The balance sheet is robust with a healthy mix of current and non-current assets, while the gearing ratio remains comfortably low at around 6%. With planned investments and a disciplined approach to capital allocation, ComfortDelGro continues to position itself favorably for future growth, ensuring that dividend payout ratios remain strong while retaining sufficient capital for reinvestment.
Conclusion
In summary, the detailed analysis of ComfortDelGro reveals a company that is not only thriving on the strength of its core operations in the UK and overseas markets but is also poised for significant growth through strategic acquisitions and diligent cost management. The robust financial performance, combined with a focused commitment to sustainability and a dominant market position, supports the “Add” recommendation with a target price set at S\$1.80.

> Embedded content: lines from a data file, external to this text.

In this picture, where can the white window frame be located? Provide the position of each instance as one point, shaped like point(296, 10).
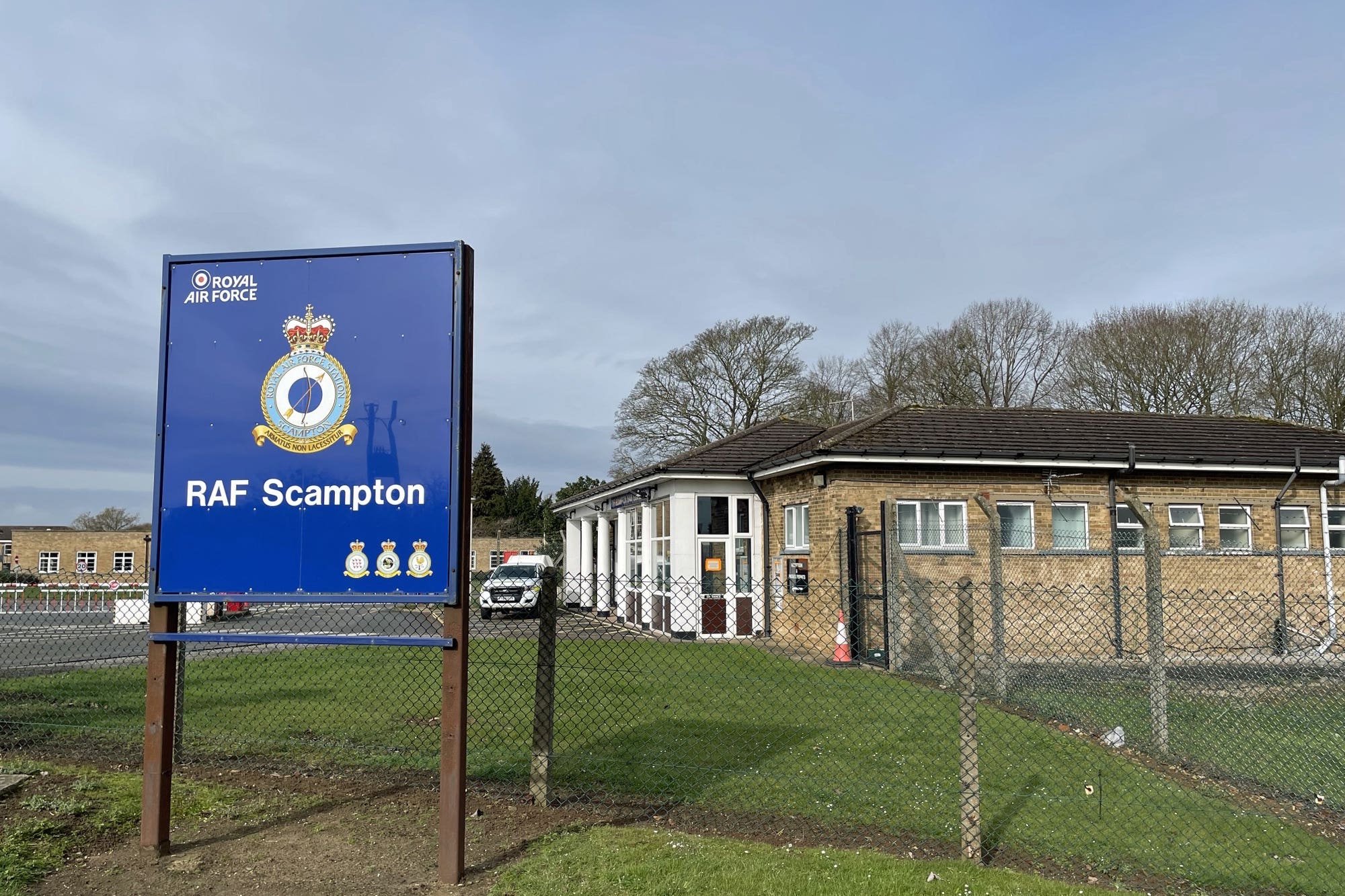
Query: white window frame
point(1198, 526)
point(1140, 544)
point(1247, 528)
point(1307, 528)
point(1069, 503)
point(944, 525)
point(797, 522)
point(1335, 528)
point(1032, 526)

Complemented by a comprehensive peer comparison across regions – including noted players in Thailand, Hong Kong, Australia, the United Kingdom, and Japan – the report provides a full spectrum analysis that is invaluable for institutional and professional investors alike. The stability in key metrics, attractive dividend yields, and solid operational margins across the board reaffirm that ComfortDelGro remains a compelling investment prospect in the public transportation sector.